Só que não chega. É preciso criar mais equipas, formar profissionais especializados. Por isso, mais cedo, ou mais tarde, Manuel Barbosa espera que seja criada “a especialidade médica em cuidados paliativos” que reconheça que “estes são cuidados diferenciados e extremamente complexos que precisam de grande especialização”.

E, quanto mais depressa, mais tempo se ganha. Em 2050, metade da população portuguesa deverá ter mais de 60 anos. Grande parte dos nascidos antes de 1990 serão doentes paliativos.

Cuidados paliativos não é só para quem está a morrer

Aliviar o sofrimento não é o mesmo que preparar a morte. “Nós damos muitas altas”, lembra Manuel Barbosa. “Na maior parte dos casos, são doentes não oncológicos."

Para este médico ,é decisivo desmontar a ideia de que cuidados paliativos são a última reta a caminho do fim: “Cuidados paliativos não é só para quem está a morrer nem só para doentes oncológicos”.

Manuel Barbosa faz, por isso, questão de apresentar a designação tecnicamente correta. Cuidados paliativos são para situações de “doença grave, ameaçadora de vida e para situações em que haja descontrolo sintomático que provoca grande sofrimento”.

Contudo, em muitos casos, a morte acontece. Quando assim é, há que continuar a cuidar de quem cuidou.

E depois do adeus? Não é, necessariamente, ficarmos sós”, garante.

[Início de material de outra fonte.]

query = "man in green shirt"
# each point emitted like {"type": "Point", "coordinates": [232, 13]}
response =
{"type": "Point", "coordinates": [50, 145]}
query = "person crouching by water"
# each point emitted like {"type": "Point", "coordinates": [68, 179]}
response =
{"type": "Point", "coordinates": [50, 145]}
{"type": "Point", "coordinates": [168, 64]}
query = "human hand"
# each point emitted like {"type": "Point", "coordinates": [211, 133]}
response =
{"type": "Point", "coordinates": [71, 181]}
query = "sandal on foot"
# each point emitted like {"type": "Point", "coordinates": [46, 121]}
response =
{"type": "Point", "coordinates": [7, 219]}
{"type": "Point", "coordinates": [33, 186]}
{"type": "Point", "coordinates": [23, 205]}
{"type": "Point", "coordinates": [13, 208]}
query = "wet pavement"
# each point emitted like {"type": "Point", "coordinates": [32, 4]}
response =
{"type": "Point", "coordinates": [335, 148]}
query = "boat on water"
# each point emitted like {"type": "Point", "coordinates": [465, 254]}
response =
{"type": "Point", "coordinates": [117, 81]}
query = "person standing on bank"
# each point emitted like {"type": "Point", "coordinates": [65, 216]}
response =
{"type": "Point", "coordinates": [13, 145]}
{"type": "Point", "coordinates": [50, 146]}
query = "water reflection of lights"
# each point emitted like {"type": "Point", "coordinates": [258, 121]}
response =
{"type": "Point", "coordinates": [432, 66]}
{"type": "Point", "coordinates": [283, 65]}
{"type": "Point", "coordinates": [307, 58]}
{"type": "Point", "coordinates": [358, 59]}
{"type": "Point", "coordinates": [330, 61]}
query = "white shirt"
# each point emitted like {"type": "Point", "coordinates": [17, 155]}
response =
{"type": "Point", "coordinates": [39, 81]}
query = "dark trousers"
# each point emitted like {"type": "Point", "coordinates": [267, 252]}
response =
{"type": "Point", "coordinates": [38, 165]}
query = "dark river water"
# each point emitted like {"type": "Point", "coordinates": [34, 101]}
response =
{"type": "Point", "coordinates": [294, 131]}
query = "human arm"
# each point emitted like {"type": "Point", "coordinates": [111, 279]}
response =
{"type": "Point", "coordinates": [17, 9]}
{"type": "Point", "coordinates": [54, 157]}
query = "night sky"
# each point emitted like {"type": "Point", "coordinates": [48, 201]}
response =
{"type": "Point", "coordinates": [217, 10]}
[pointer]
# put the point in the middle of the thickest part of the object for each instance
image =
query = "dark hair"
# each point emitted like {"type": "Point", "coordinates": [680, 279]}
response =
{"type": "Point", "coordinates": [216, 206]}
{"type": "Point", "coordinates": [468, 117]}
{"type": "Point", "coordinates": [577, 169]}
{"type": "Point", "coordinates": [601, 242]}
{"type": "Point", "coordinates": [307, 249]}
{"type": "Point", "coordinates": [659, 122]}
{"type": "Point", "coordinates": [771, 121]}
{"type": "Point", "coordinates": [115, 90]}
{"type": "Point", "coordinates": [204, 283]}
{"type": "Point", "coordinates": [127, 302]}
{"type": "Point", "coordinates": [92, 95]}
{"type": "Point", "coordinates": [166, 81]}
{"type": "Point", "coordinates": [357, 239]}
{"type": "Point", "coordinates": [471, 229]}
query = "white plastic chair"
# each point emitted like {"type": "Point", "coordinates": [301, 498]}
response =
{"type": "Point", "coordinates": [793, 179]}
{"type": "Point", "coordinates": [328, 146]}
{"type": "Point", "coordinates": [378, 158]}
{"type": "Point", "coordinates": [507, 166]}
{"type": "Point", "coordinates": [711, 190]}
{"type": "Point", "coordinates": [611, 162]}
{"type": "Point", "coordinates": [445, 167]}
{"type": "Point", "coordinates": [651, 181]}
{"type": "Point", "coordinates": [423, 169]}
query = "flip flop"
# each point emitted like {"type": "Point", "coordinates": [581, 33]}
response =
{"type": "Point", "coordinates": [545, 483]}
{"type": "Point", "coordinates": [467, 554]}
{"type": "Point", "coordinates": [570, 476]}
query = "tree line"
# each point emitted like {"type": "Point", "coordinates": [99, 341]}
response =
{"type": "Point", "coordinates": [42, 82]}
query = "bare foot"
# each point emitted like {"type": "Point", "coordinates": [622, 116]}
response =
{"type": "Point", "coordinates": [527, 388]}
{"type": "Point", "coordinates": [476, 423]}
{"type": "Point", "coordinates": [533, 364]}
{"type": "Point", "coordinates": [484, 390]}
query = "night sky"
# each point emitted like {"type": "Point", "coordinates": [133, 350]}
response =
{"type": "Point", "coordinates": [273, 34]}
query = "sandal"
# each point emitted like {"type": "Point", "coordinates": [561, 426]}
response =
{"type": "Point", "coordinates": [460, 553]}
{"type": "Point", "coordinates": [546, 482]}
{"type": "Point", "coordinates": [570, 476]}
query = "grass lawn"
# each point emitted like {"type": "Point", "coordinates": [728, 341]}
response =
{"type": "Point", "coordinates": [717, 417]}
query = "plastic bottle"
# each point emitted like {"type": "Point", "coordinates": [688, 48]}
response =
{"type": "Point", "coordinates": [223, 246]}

Sempre que alguém parte, a Equipa Comunitária de Suporte em Cuidados Paliativos dos centros de saúde Maia/Valongo faz a triagem do luto para perceber se algum familiar necessita de ajuda, em caso de desenvolver luto patológico.

Ninguém fica sozinho. “E muito do que fica é gratidão”. Das famílias e dos profissionais de saúde.